There are canoes for hire, but swimming is un-advisable due to risks of bilharzia and the occasional hippo or crocodile. Early in the last century, sleeping sickness hit the islands, which forced the original inhabitants to flee.
People slowly drifted back and most settlement dates from the 1980s. There are few Bassese people anymore and their Lussese language has almost disappeared. Because of the lack of settlement, the islands were largely unspoiled, but things have changed drastically in recent years. Over fishing and massive deforestation to make way for palm oil plantations have taken their toll on the biodiversity of the area.

Sipi Falls

Sitting in the foothills of Mt Elgon and overlooking a vast plain, Sipi Falls is arguably the most beautiful chain of
waterfalls in all of Uganda. There are three levels, and though the smaller two are beautiful, it is the 95m main drop that attracts visitors to this area, and most of Sipi’s lodging looks out over it.It is well worth spending a night or two in this spectacular yet peaceful place whether it is a part of your Uganda tour or in connection with a climb of the nearby volcano.
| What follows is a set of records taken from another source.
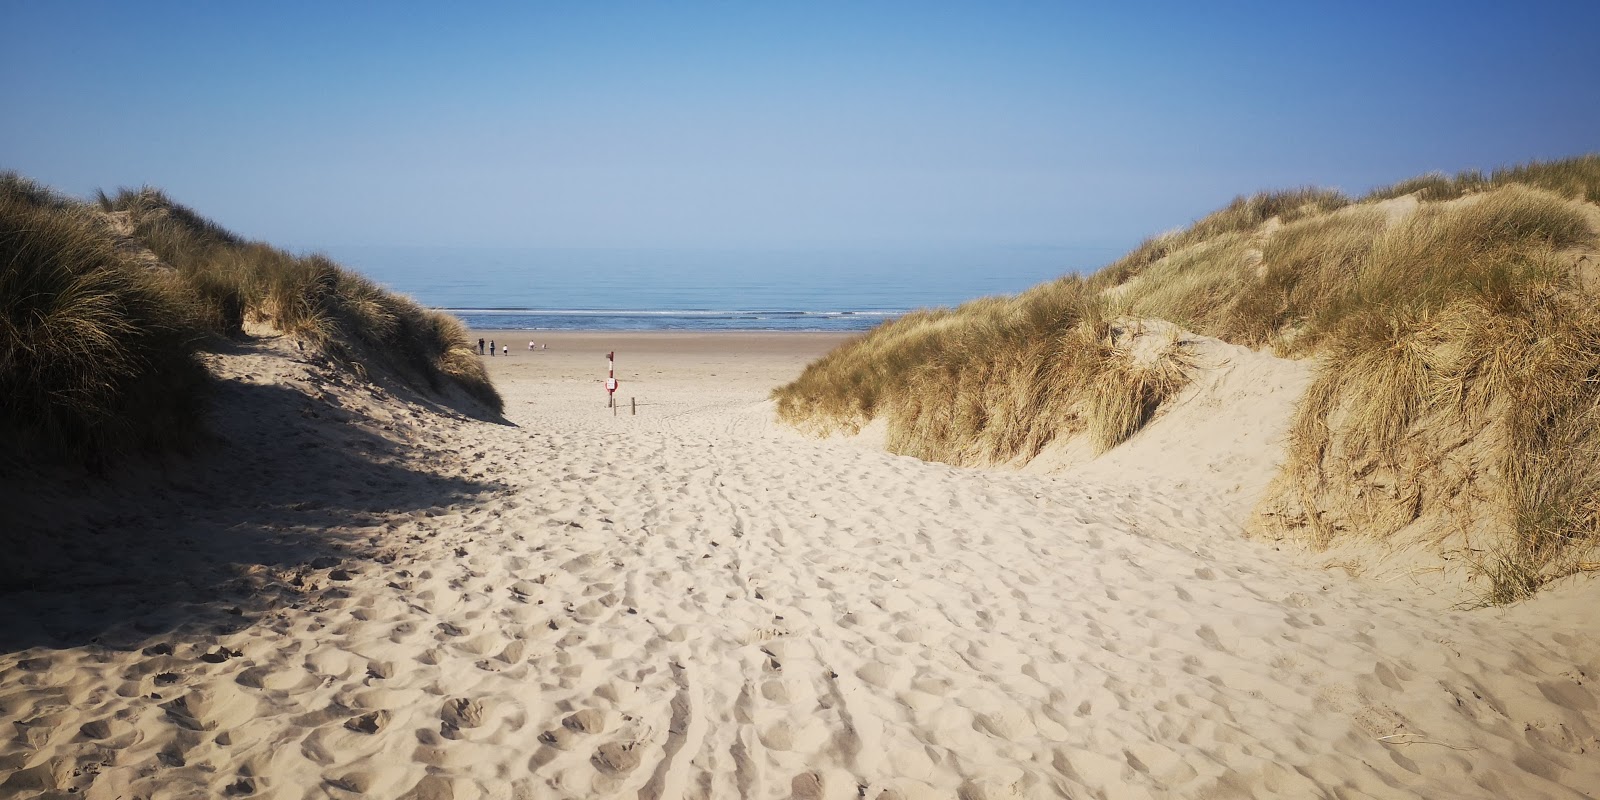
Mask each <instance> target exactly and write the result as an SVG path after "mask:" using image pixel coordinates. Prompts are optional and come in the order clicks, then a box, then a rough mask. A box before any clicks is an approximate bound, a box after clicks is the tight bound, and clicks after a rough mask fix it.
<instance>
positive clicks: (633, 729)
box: [0, 331, 1600, 800]
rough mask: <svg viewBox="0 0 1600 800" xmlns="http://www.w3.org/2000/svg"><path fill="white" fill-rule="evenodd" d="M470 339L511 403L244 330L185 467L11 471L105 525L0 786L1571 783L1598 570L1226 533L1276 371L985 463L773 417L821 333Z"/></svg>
mask: <svg viewBox="0 0 1600 800" xmlns="http://www.w3.org/2000/svg"><path fill="white" fill-rule="evenodd" d="M478 336H482V338H485V339H494V342H496V344H504V346H507V347H509V349H510V352H509V355H504V357H501V355H496V357H493V358H490V357H483V358H485V362H486V363H488V368H490V373H491V376H493V378H494V382H496V386H498V389H499V390H501V394H502V395H504V398H506V419H504V421H494V419H475V418H474V416H470V414H461V413H454V411H450V410H443V408H440V406H435V405H430V403H429V402H426V400H419V398H414V397H411V395H408V394H405V392H398V390H395V389H392V387H386V386H382V384H381V382H378V384H371V382H366V381H360V379H350V378H346V376H344V374H346V373H341V371H339V370H334V368H330V366H326V365H323V363H318V362H317V360H315V358H307V357H304V355H302V354H301V352H298V350H296V349H294V347H291V346H290V342H288V341H286V339H262V341H256V342H253V344H248V346H240V347H238V349H237V350H230V352H222V354H211V355H208V366H210V368H211V370H213V373H216V374H219V376H221V378H222V379H224V382H226V390H224V392H222V395H221V397H219V400H218V403H216V408H214V410H213V414H214V419H213V422H214V427H216V429H218V435H219V442H221V443H219V445H218V450H213V451H211V453H210V454H208V456H203V458H198V459H197V461H195V462H192V464H189V466H181V467H171V469H166V470H150V472H147V474H128V475H120V477H114V478H112V482H110V486H109V488H104V490H94V488H90V490H83V486H82V485H61V486H58V485H50V483H48V482H45V483H42V485H38V486H34V488H32V490H30V491H29V493H27V496H19V498H11V499H10V501H13V502H16V506H13V507H14V509H19V510H18V514H19V517H18V518H19V520H21V523H19V526H18V528H16V530H19V531H30V530H32V528H35V526H38V528H43V526H50V528H53V530H91V531H93V533H96V536H94V538H93V542H94V546H93V549H94V552H93V557H91V554H88V552H82V550H59V552H58V550H51V549H50V547H45V546H37V547H38V550H37V552H35V554H34V555H37V557H38V563H40V566H38V568H37V574H35V578H34V581H32V582H30V584H29V586H26V587H13V589H11V590H10V592H8V594H6V597H8V605H10V608H11V610H13V611H11V619H8V621H6V622H5V624H3V626H0V634H3V642H5V645H6V648H5V651H3V653H0V723H5V730H6V731H14V736H11V738H10V739H5V741H3V742H0V795H5V797H27V798H32V797H64V795H66V792H67V790H69V789H70V790H72V792H74V794H75V795H77V797H90V798H107V800H110V798H118V797H120V798H128V797H146V798H168V797H170V798H179V797H222V795H238V797H272V798H302V797H339V798H344V797H413V798H446V797H448V798H461V800H466V798H512V797H515V798H546V797H549V798H557V797H662V798H677V797H770V798H782V797H805V798H854V797H870V798H883V800H888V798H944V797H962V798H1002V797H1106V798H1123V797H1485V798H1490V797H1555V798H1578V797H1594V795H1595V794H1600V760H1597V758H1595V754H1597V752H1600V750H1597V749H1600V694H1597V691H1595V686H1597V683H1595V675H1597V674H1600V642H1597V640H1595V638H1594V637H1592V635H1587V632H1589V630H1592V621H1590V610H1592V608H1594V602H1595V600H1597V592H1595V589H1594V582H1592V581H1568V582H1563V584H1557V586H1554V587H1550V589H1547V590H1546V592H1544V594H1541V595H1539V597H1538V598H1534V600H1531V602H1526V603H1520V605H1512V606H1501V608H1469V606H1464V605H1461V603H1459V598H1456V597H1450V598H1442V597H1438V595H1437V594H1430V592H1429V590H1427V587H1426V584H1424V582H1419V581H1403V579H1376V578H1373V576H1363V578H1352V576H1350V574H1349V573H1347V571H1344V570H1338V568H1330V566H1328V565H1326V563H1323V560H1322V558H1318V557H1317V555H1315V554H1307V552H1304V550H1299V549H1296V547H1290V546H1286V544H1282V542H1270V541H1256V539H1250V538H1246V536H1245V533H1243V526H1245V515H1246V514H1248V509H1250V506H1251V498H1254V496H1258V494H1259V491H1262V490H1264V485H1266V475H1270V474H1272V470H1274V469H1275V467H1277V464H1278V462H1280V459H1282V456H1280V451H1282V437H1283V429H1285V427H1286V424H1288V418H1286V414H1288V411H1286V410H1288V408H1291V406H1293V400H1294V398H1296V397H1298V392H1299V390H1302V387H1304V384H1306V378H1304V374H1299V373H1294V374H1280V373H1272V376H1270V381H1269V379H1267V378H1262V376H1264V374H1266V373H1251V371H1250V362H1248V355H1246V354H1245V352H1242V354H1235V355H1234V357H1232V358H1234V360H1232V365H1234V366H1232V368H1235V370H1237V371H1235V373H1230V378H1224V379H1219V381H1218V382H1214V384H1206V382H1205V381H1200V382H1197V386H1195V387H1192V389H1190V395H1184V397H1179V398H1178V400H1176V402H1174V403H1173V405H1171V410H1168V411H1163V413H1165V414H1166V416H1168V418H1166V419H1157V421H1154V422H1152V424H1150V426H1149V427H1147V429H1146V430H1142V432H1141V434H1138V435H1136V437H1134V438H1133V440H1131V442H1130V443H1128V445H1126V446H1125V448H1123V450H1122V451H1120V453H1122V454H1118V456H1115V458H1106V459H1098V461H1083V459H1077V461H1070V459H1062V461H1059V462H1058V464H1054V466H1051V464H1050V462H1040V464H1035V466H1032V467H1030V469H1029V470H1010V469H989V470H974V469H957V467H950V466H944V464H933V462H923V461H917V459H912V458H904V456H896V454H890V453H885V451H882V446H880V442H877V440H875V438H874V432H872V430H870V429H869V430H867V432H864V434H862V435H859V437H834V438H813V437H808V435H805V434H802V432H797V430H794V429H789V427H784V426H781V424H779V422H778V419H776V416H774V410H773V403H771V400H770V398H768V394H770V392H771V389H773V387H774V386H779V384H782V382H787V381H790V379H792V378H795V376H797V374H798V373H800V370H803V366H805V365H806V363H808V362H810V360H813V358H816V357H819V355H822V354H824V352H827V350H829V349H830V347H834V346H837V344H838V342H842V341H845V339H846V338H848V336H846V334H805V333H619V334H611V333H576V331H560V333H547V331H474V333H472V339H474V341H475V339H477V338H478ZM530 339H531V341H536V342H539V344H547V346H549V347H547V349H539V350H531V352H530V350H528V342H530ZM1240 350H1243V349H1240ZM608 352H614V354H616V362H614V366H616V378H618V379H619V387H618V392H616V397H618V398H619V400H621V403H619V406H616V408H608V403H606V392H605V384H603V381H605V379H606V366H608V365H606V354H608ZM1269 366H1270V365H1267V366H1262V370H1267V368H1269ZM1229 381H1250V382H1251V386H1258V384H1261V381H1269V382H1267V384H1262V386H1277V387H1280V389H1282V392H1278V394H1280V395H1282V397H1277V400H1274V402H1272V403H1270V405H1264V406H1259V408H1234V410H1230V408H1229V402H1227V400H1226V398H1227V397H1230V395H1229V394H1227V390H1229V386H1232V384H1229ZM1208 386H1210V387H1211V389H1208ZM1208 390H1213V392H1216V394H1213V395H1206V394H1205V392H1208ZM1258 394H1270V392H1258ZM1227 414H1237V416H1240V418H1242V419H1245V418H1248V419H1245V421H1227V419H1232V418H1227ZM1222 418H1227V419H1224V421H1221V422H1219V421H1218V419H1222ZM1208 421H1210V422H1208ZM1163 422H1165V427H1163ZM1208 424H1210V426H1211V427H1206V426H1208ZM1213 429H1214V430H1216V435H1224V434H1227V432H1229V430H1234V432H1240V430H1248V434H1250V435H1235V437H1234V440H1232V442H1230V443H1229V446H1226V448H1224V446H1214V442H1213V440H1211V438H1203V437H1206V435H1213V434H1208V430H1213ZM1163 437H1166V438H1163ZM1206 453H1211V454H1210V456H1208V454H1206ZM245 456H248V458H245ZM136 501H138V502H136ZM131 507H136V509H138V512H131V510H128V509H131ZM34 533H37V531H34ZM18 541H21V538H19V539H18ZM173 542H179V544H181V546H176V547H174V546H173ZM1374 547H1376V544H1374ZM11 552H16V550H11Z"/></svg>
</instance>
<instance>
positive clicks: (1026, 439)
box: [773, 278, 1187, 464]
mask: <svg viewBox="0 0 1600 800" xmlns="http://www.w3.org/2000/svg"><path fill="white" fill-rule="evenodd" d="M1104 310H1106V309H1104V302H1102V301H1101V299H1099V298H1098V296H1096V294H1094V293H1093V291H1090V290H1088V286H1086V285H1085V282H1082V280H1078V278H1062V280H1059V282H1054V283H1046V285H1043V286H1037V288H1034V290H1030V291H1027V293H1022V294H1019V296H1016V298H986V299H979V301H973V302H968V304H965V306H962V307H960V309H955V310H933V312H918V314H912V315H907V317H902V318H899V320H894V322H891V323H886V325H883V326H880V328H878V330H875V331H874V333H872V334H869V336H864V338H861V339H856V341H853V342H850V344H845V346H842V347H840V349H837V350H834V352H832V354H829V355H826V357H824V358H821V360H818V362H816V363H813V365H811V366H808V368H806V371H805V373H803V374H802V376H800V378H798V379H797V381H794V382H792V384H789V386H784V387H779V389H778V390H774V392H773V397H774V398H776V400H778V413H779V416H782V418H784V419H786V421H789V422H792V424H798V426H802V427H810V429H813V430H819V432H832V430H840V429H843V430H859V429H861V426H864V424H866V422H867V421H870V419H872V418H875V416H878V414H882V416H885V419H886V422H888V432H886V445H888V448H890V450H893V451H896V453H902V454H909V456H917V458H922V459H928V461H946V462H952V464H998V462H1006V461H1016V459H1029V458H1034V456H1037V454H1038V453H1040V451H1042V450H1043V448H1045V445H1048V443H1050V442H1053V440H1056V438H1058V437H1062V435H1072V434H1080V432H1085V434H1090V435H1091V437H1093V442H1094V443H1096V446H1099V448H1102V450H1104V448H1110V446H1114V445H1117V443H1120V442H1122V440H1125V438H1128V437H1130V435H1133V434H1134V432H1138V430H1139V429H1141V427H1142V426H1144V424H1146V422H1147V421H1149V419H1150V416H1152V414H1154V413H1155V410H1157V406H1158V405H1160V403H1162V402H1163V400H1165V398H1166V397H1170V395H1171V394H1174V392H1176V390H1178V389H1181V387H1182V382H1184V376H1186V374H1187V373H1186V362H1184V360H1182V358H1181V357H1179V354H1178V350H1179V347H1178V346H1176V344H1171V346H1170V347H1166V349H1165V350H1162V352H1160V354H1157V355H1155V357H1150V358H1142V360H1141V357H1139V355H1136V354H1134V352H1133V350H1131V349H1130V347H1126V346H1125V342H1126V341H1130V339H1133V338H1136V333H1134V331H1130V330H1128V328H1126V326H1125V325H1117V323H1114V322H1112V320H1107V318H1106V314H1104Z"/></svg>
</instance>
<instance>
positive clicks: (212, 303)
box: [99, 189, 502, 413]
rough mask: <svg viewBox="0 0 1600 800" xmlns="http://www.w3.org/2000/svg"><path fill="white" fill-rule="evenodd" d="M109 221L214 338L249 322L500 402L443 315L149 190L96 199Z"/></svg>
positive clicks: (310, 255)
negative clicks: (167, 276)
mask: <svg viewBox="0 0 1600 800" xmlns="http://www.w3.org/2000/svg"><path fill="white" fill-rule="evenodd" d="M99 205H101V208H102V210H106V211H109V213H114V214H115V213H122V214H126V216H128V221H130V224H131V230H133V238H136V240H139V242H141V243H144V245H146V246H149V250H150V251H152V253H155V254H157V256H158V258H160V259H162V261H163V262H166V264H170V266H173V267H174V269H176V270H178V274H179V275H181V277H182V280H184V282H186V283H187V285H189V286H190V291H192V293H194V294H197V296H198V298H202V299H203V307H205V309H206V314H205V322H206V323H208V326H210V330H211V331H213V333H216V334H219V336H240V334H242V333H243V328H245V323H246V322H256V323H264V325H269V326H272V328H275V330H278V331H282V333H285V334H291V336H299V338H302V339H306V341H309V342H312V344H315V346H318V347H322V349H323V350H325V352H328V354H330V355H333V357H336V358H339V360H342V362H347V363H355V365H358V363H362V362H376V363H382V365H386V366H387V368H389V370H392V371H394V373H397V374H398V376H400V378H402V379H406V381H408V382H411V384H416V386H419V387H426V389H429V390H446V389H448V387H451V386H454V387H459V389H461V390H464V392H466V394H467V395H469V397H472V398H475V400H478V402H482V403H483V405H486V406H488V408H490V410H491V411H496V413H499V411H501V410H502V400H501V397H499V394H498V392H496V390H494V386H493V384H491V382H490V379H488V371H486V370H485V366H483V363H482V362H480V360H477V358H470V360H469V358H464V354H466V352H467V350H469V347H467V336H466V330H464V328H462V326H461V325H459V323H456V322H454V320H451V318H446V315H443V314H440V312H435V310H430V309H424V307H421V306H418V304H416V302H414V301H411V299H408V298H402V296H398V294H395V293H390V291H387V290H384V288H381V286H378V285H376V283H373V282H371V280H368V278H365V277H362V275H357V274H354V272H350V270H347V269H344V267H341V266H339V264H336V262H333V261H331V259H328V258H326V256H320V254H310V256H293V254H290V253H285V251H282V250H277V248H274V246H269V245H264V243H259V242H246V240H243V238H240V237H237V235H234V234H230V232H227V230H226V229H222V227H221V226H218V224H216V222H211V221H210V219H205V218H203V216H200V214H197V213H195V211H192V210H189V208H186V206H182V205H178V203H174V202H173V200H170V198H168V197H166V195H165V194H162V192H158V190H154V189H141V190H130V189H123V190H120V192H118V194H117V195H115V197H107V195H104V194H101V195H99Z"/></svg>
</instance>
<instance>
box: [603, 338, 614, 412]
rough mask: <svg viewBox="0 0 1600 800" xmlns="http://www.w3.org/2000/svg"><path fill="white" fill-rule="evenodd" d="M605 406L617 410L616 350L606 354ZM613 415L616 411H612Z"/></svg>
mask: <svg viewBox="0 0 1600 800" xmlns="http://www.w3.org/2000/svg"><path fill="white" fill-rule="evenodd" d="M605 366H606V378H605V405H606V406H608V408H616V350H611V352H608V354H605ZM611 413H613V414H614V413H616V411H611Z"/></svg>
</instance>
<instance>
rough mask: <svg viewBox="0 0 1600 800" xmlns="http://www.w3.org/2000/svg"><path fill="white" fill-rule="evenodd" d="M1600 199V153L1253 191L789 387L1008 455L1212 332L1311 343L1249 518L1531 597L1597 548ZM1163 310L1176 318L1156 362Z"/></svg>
mask: <svg viewBox="0 0 1600 800" xmlns="http://www.w3.org/2000/svg"><path fill="white" fill-rule="evenodd" d="M1597 197H1600V155H1584V157H1578V158H1568V160H1558V162H1542V163H1541V162H1534V163H1528V165H1523V166H1515V168H1506V170H1496V171H1494V173H1491V174H1482V173H1477V171H1470V173H1462V174H1458V176H1454V178H1448V176H1438V174H1435V176H1424V178H1419V179H1413V181H1405V182H1400V184H1395V186H1392V187H1384V189H1378V190H1374V192H1371V194H1370V195H1368V197H1365V198H1360V200H1352V198H1350V197H1346V195H1342V194H1339V192H1334V190H1322V189H1296V190H1286V192H1269V194H1259V195H1253V197H1240V198H1237V200H1235V202H1234V203H1230V205H1229V206H1226V208H1222V210H1219V211H1216V213H1213V214H1208V216H1206V218H1203V219H1200V221H1197V222H1195V224H1194V226H1190V227H1187V229H1184V230H1176V232H1170V234H1163V235H1158V237H1152V238H1150V240H1147V242H1146V243H1142V245H1141V246H1139V248H1136V250H1133V251H1131V253H1128V254H1126V256H1123V258H1122V259H1118V261H1115V262H1112V264H1107V266H1106V267H1102V269H1101V270H1098V272H1094V274H1093V275H1088V277H1075V275H1074V277H1066V278H1061V280H1058V282H1053V283H1045V285H1040V286H1035V288H1032V290H1029V291H1024V293H1021V294H1018V296H1014V298H984V299H979V301H973V302H968V304H965V306H962V307H958V309H933V310H925V312H918V314H910V315H906V317H902V318H898V320H894V322H891V323H886V325H883V326H880V328H877V330H874V331H870V333H869V334H867V336H864V338H861V339H856V341H851V342H848V344H845V346H842V347H838V349H835V350H834V352H830V354H829V355H826V357H824V358H821V360H818V362H814V363H811V365H808V366H806V371H805V373H803V374H802V376H800V378H798V379H795V381H792V382H789V384H786V386H782V387H779V389H778V390H774V394H773V397H774V398H776V400H778V410H779V414H781V416H782V418H784V419H786V421H789V422H790V424H794V426H798V427H802V429H806V430H813V432H822V434H827V432H837V430H843V432H854V430H859V429H862V427H866V426H869V424H870V422H872V421H875V419H882V421H885V426H883V427H885V443H886V446H888V448H890V450H893V451H896V453H906V454H914V456H918V458H925V459H936V461H947V462H952V464H968V466H994V464H1013V466H1014V464H1026V462H1027V461H1030V459H1034V458H1040V454H1042V453H1045V451H1046V448H1069V450H1070V448H1072V446H1074V442H1078V440H1086V442H1088V443H1090V445H1093V450H1096V451H1107V450H1112V448H1115V446H1117V445H1118V443H1122V442H1125V440H1128V438H1130V437H1131V435H1133V434H1134V432H1138V430H1139V429H1141V427H1142V426H1146V424H1147V422H1150V421H1152V419H1154V418H1157V414H1158V410H1160V408H1162V406H1163V405H1165V403H1168V402H1170V400H1171V398H1174V397H1179V394H1181V392H1179V390H1181V387H1182V386H1184V384H1186V382H1187V381H1190V379H1194V376H1195V374H1197V370H1200V371H1203V368H1197V366H1195V365H1194V363H1190V362H1189V360H1187V358H1184V349H1186V346H1187V344H1186V342H1189V341H1190V339H1194V338H1211V339H1221V341H1224V342H1229V344H1235V346H1245V347H1251V349H1256V350H1262V352H1270V354H1272V355H1275V357H1280V358H1293V360H1309V362H1312V363H1315V379H1314V381H1312V384H1310V387H1309V389H1307V390H1306V394H1304V398H1302V400H1301V402H1299V405H1298V408H1296V421H1294V426H1293V429H1291V437H1290V442H1288V459H1286V461H1285V466H1283V469H1282V472H1280V475H1278V477H1277V480H1275V482H1274V486H1272V490H1270V491H1269V493H1267V494H1266V496H1264V498H1262V499H1261V504H1259V507H1258V514H1256V517H1254V522H1253V525H1251V528H1253V530H1254V531H1256V533H1259V534H1264V536H1270V538H1277V539H1291V541H1296V542H1301V544H1304V546H1307V547H1312V549H1341V547H1344V546H1346V544H1352V542H1357V541H1360V539H1366V541H1378V542H1382V544H1384V546H1386V547H1389V549H1392V550H1395V552H1405V554H1424V552H1426V554H1427V555H1429V557H1430V558H1432V560H1434V562H1437V563H1435V565H1434V568H1437V570H1438V571H1443V573H1448V574H1450V581H1456V582H1470V587H1472V589H1474V590H1475V592H1477V595H1478V597H1480V600H1482V602H1486V603H1504V602H1514V600H1518V598H1525V597H1530V595H1533V594H1534V592H1538V590H1539V589H1541V587H1542V586H1546V584H1549V582H1550V581H1557V579H1560V578H1563V576H1568V574H1574V573H1584V571H1594V570H1597V568H1600V562H1597V560H1595V558H1594V552H1595V547H1597V544H1600V506H1597V504H1595V502H1594V496H1595V494H1597V491H1600V483H1595V480H1597V478H1595V475H1600V462H1597V461H1595V458H1597V453H1600V438H1597V437H1600V434H1597V430H1600V426H1597V424H1595V422H1597V419H1600V418H1597V416H1595V414H1597V413H1600V382H1597V381H1595V379H1594V378H1595V376H1597V374H1600V346H1597V342H1600V310H1597V309H1600V280H1597V277H1600V205H1597ZM1147 325H1176V326H1178V330H1176V331H1174V333H1171V336H1170V338H1168V341H1166V342H1168V344H1166V349H1165V350H1162V357H1160V358H1155V360H1154V362H1152V360H1150V358H1147V357H1144V355H1141V354H1139V350H1138V349H1136V347H1130V346H1128V331H1138V330H1141V328H1144V326H1147ZM1352 546H1354V547H1360V544H1352ZM1368 552H1370V554H1371V552H1373V550H1371V549H1368ZM1379 560H1381V558H1379ZM1365 562H1373V558H1365ZM1357 568H1366V566H1365V565H1363V566H1357Z"/></svg>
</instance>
A network of well-maintained (though often muddy) local trails give you beautiful views of the area and on your way to the bottom of each of the three levels of waterfalls. It is possible to walk off on your own, but we recommend taking a local guide who can explain the flora and fauna and also negotiate the passage through private property.
Village and forest walks are also possible at Mt Elgon National Park’s Forest Exploration Center nearby, though you will incur the national park fees to hike there.

Thomas Coffee Tours:

Aside from the falls themselves, a highlight to visiting Sipi is a tour that takes you through the entire coffee process at a nearby family farm. You will pick the coffee berries, to de-shell and grind them with a traditional mortar and pestle, and roast them on an open fire, before – the best part – finishing with a fine cup of strong Arabica coffee.